In late 17th-century Italy, light-hearted musical plays began to be offered as an alternative to weightier opera seria (17th-century Italian opera based on classical mythology). Il Trespolo tutore (1679) by Alessandro Stradella was an early precursor of opera buffa. The opera has a farcical plot, and the characters of the ridiculous guardian Trespolo and the maid Despina are prototypes of characters widely used later in the opera buffa genre.

The form began to flourish in Naples with Alessandro Scarlatti's Il trionfo dell'onore (1718). At first written in Neapolitan dialect, these works became "Italianized" with the operas of Scarlatti, Pergolesi (La serva padrona, 1733), Galuppi (Il filosofo di campagna, 1754), Piccinni (La Cecchina, 1760), Paisiello (Nina, 1789), Cimarosa (Il matrimonio segreto, 1792), and then the great comic operas of Mozart and, later, Rossini and Donizetti.

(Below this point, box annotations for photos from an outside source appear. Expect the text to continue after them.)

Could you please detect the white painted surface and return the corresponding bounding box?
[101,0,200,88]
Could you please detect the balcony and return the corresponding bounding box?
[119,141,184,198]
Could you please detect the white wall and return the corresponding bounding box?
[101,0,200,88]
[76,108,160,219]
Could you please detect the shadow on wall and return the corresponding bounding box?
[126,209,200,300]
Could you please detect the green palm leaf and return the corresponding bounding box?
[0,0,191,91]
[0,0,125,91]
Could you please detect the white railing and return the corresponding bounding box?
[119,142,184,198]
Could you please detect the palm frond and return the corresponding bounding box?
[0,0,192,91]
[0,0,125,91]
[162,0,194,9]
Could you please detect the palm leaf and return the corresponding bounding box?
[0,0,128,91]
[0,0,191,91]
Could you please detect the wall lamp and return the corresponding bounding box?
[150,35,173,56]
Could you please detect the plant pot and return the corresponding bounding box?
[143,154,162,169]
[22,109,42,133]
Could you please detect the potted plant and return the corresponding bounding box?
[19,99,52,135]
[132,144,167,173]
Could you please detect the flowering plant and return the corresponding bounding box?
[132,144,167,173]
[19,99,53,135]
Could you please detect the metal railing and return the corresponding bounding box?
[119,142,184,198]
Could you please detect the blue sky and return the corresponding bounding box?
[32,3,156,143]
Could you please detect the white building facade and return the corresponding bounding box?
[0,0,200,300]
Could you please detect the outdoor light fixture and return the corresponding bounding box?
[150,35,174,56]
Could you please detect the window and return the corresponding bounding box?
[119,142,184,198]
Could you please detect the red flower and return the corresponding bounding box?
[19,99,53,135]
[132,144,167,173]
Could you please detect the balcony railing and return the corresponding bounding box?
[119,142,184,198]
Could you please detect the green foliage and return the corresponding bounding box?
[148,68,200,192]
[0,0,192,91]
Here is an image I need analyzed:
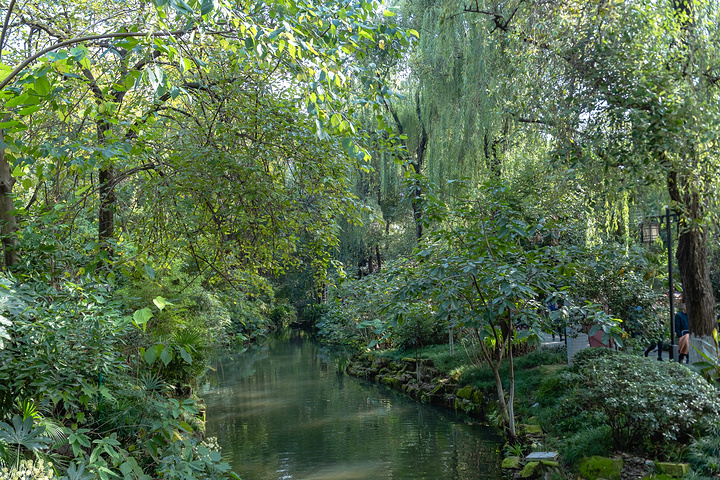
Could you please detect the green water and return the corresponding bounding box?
[201,332,502,480]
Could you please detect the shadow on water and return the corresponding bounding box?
[201,332,502,480]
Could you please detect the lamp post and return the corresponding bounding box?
[640,207,678,361]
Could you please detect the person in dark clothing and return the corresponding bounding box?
[640,307,663,361]
[675,297,690,363]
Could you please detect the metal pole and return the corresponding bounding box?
[665,207,677,361]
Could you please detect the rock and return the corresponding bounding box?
[455,385,474,400]
[525,452,558,462]
[502,457,520,470]
[519,462,540,478]
[430,383,445,394]
[655,462,690,478]
[520,423,543,435]
[578,455,624,480]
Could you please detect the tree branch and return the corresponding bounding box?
[0,30,188,90]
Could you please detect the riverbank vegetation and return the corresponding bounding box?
[0,0,720,479]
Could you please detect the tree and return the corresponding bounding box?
[1,0,414,278]
[467,1,720,348]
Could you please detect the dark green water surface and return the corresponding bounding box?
[201,332,502,480]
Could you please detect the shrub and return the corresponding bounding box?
[560,425,613,465]
[573,347,618,372]
[688,421,720,475]
[575,349,720,449]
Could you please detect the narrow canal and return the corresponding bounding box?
[201,332,502,480]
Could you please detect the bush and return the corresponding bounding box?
[688,419,720,475]
[573,347,619,372]
[560,425,613,465]
[575,349,720,449]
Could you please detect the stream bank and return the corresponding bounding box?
[345,352,494,417]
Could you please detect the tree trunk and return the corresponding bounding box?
[98,166,116,248]
[0,144,20,269]
[411,90,428,242]
[668,172,717,336]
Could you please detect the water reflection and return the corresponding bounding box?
[201,333,502,480]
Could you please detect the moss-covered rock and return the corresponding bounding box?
[430,383,445,394]
[578,455,624,480]
[455,385,474,400]
[519,462,541,478]
[520,423,543,435]
[655,462,690,478]
[502,457,520,470]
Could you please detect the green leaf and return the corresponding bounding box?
[160,345,173,366]
[153,297,172,310]
[133,307,153,331]
[34,77,50,97]
[200,0,215,15]
[143,264,155,280]
[143,347,158,365]
[178,347,192,365]
[18,105,42,116]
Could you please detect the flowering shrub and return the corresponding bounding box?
[0,459,57,480]
[575,349,720,449]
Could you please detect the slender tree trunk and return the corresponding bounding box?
[411,90,428,241]
[668,172,717,338]
[508,341,517,441]
[97,119,116,255]
[0,144,20,269]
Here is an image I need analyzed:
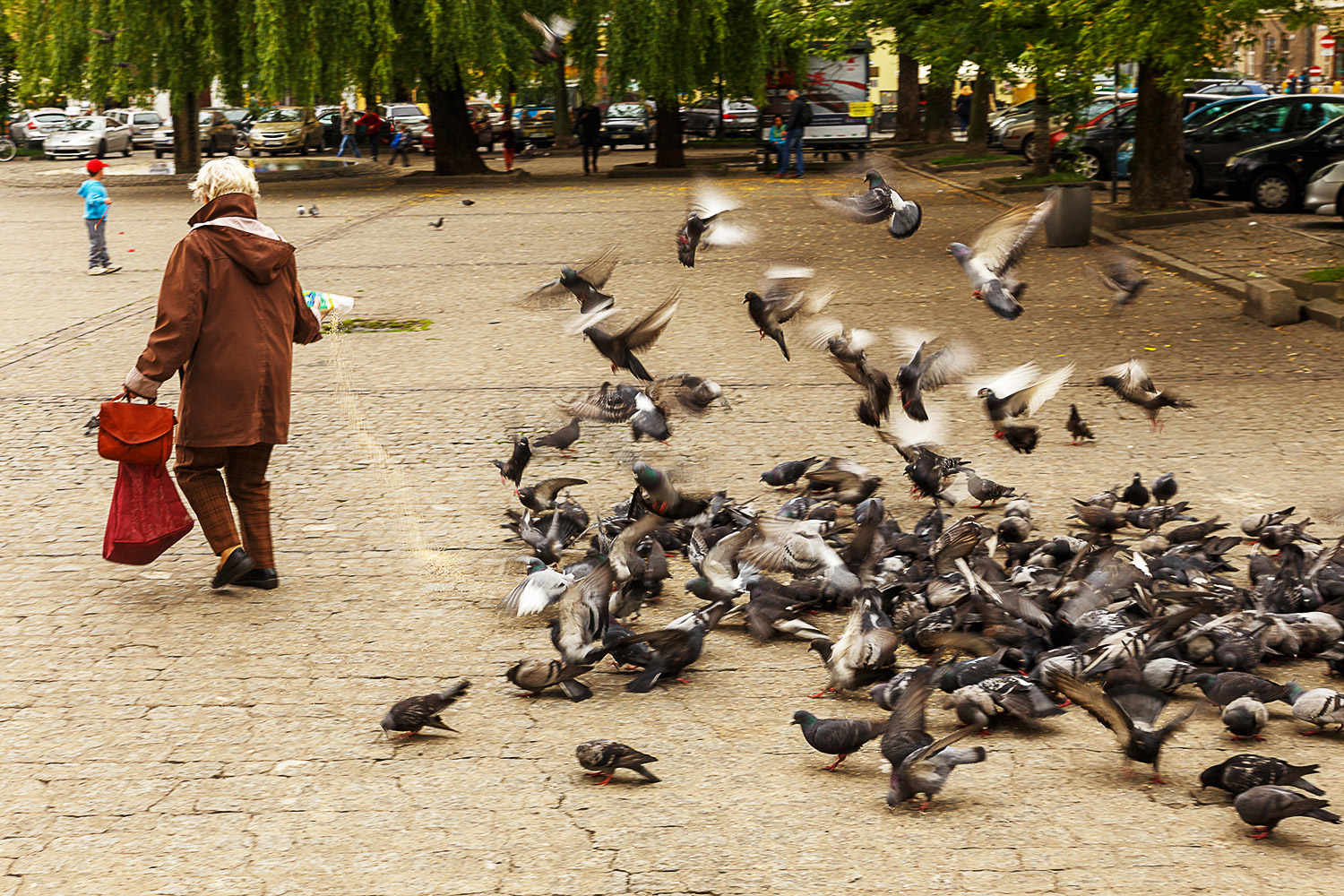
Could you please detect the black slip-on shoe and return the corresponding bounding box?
[234,567,280,591]
[210,548,257,589]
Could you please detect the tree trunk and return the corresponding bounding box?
[653,94,685,168]
[556,56,574,149]
[925,83,952,143]
[967,68,995,146]
[897,52,924,142]
[1031,79,1050,177]
[169,90,201,175]
[425,73,489,176]
[1129,62,1190,211]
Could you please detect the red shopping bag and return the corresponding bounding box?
[102,463,194,565]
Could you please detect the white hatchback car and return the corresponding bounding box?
[42,116,134,159]
[1303,161,1344,218]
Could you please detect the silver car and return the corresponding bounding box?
[42,116,136,159]
[1303,161,1344,218]
[10,108,69,149]
[102,108,164,149]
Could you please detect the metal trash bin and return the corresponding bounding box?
[1046,183,1091,247]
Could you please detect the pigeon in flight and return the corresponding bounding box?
[1097,360,1195,433]
[676,178,752,267]
[816,170,924,239]
[948,197,1055,321]
[583,291,682,382]
[742,267,831,361]
[894,329,976,423]
[523,246,618,315]
[523,12,574,65]
[976,361,1074,454]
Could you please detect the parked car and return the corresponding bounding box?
[1303,161,1344,216]
[513,106,556,146]
[247,106,323,159]
[602,102,653,149]
[421,105,495,156]
[1003,92,1136,161]
[682,99,761,137]
[42,116,136,159]
[10,108,69,149]
[374,102,429,140]
[1223,110,1344,212]
[1185,94,1344,194]
[153,108,246,159]
[102,108,164,148]
[1185,92,1265,130]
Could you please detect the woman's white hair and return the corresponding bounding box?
[187,156,261,205]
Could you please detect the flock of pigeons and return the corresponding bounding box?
[382,172,1344,837]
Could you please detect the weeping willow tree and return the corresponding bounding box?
[607,0,768,168]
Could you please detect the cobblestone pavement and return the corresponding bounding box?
[0,153,1344,896]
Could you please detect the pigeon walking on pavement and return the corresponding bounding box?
[948,199,1055,321]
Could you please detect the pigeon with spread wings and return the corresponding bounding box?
[742,266,832,361]
[1097,360,1195,433]
[976,361,1074,454]
[676,178,752,267]
[816,169,924,239]
[948,199,1055,321]
[583,291,682,382]
[523,246,620,314]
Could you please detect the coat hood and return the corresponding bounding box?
[187,194,295,283]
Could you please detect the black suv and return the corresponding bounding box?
[1185,94,1344,194]
[1225,116,1344,212]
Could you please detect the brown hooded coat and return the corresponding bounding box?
[126,194,322,447]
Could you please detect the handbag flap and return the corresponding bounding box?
[99,401,177,444]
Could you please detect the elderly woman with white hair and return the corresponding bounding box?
[124,157,322,589]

At first, comic operas were generally presented as intermezzi between acts of more serious works. Neapolitan and then Italian comic opera grew into an independent form and became the most popular form of staged entertainment in Italy from about 1750 to 1800. In 1749, thirteen years after Pergolesi's death, his La serva padrona swept Italy and France, evoking the praise of such French Enlightenment figures as Rousseau.

In 1760, Niccolò Piccinni wrote the music to La Cecchina to a text by the great Venetian playwright, Carlo Goldoni. That text was based on Samuel Richardson's popular English novel, Pamela, or Virtue Rewarded (1740). Many years later, Verdi called La Cecchina the "first true Italian comic opera" - that is to say, it had everything: it was in standard Italian and not in dialect; it was no longer simply an intermezzo, but rather an independent piece; it had a real story that people liked; it had dramatic variety; and, musically, it had strong melodies and even strong supporting orchestral parts, including a strong "stand-alone" overture (i.e., you could even enjoy the overture as an independent orchestral piece). Verdi was also enthusiastic because the music was by a southern Italian and the text by a northerner, which appealed to Verdi's pan-Italian vision.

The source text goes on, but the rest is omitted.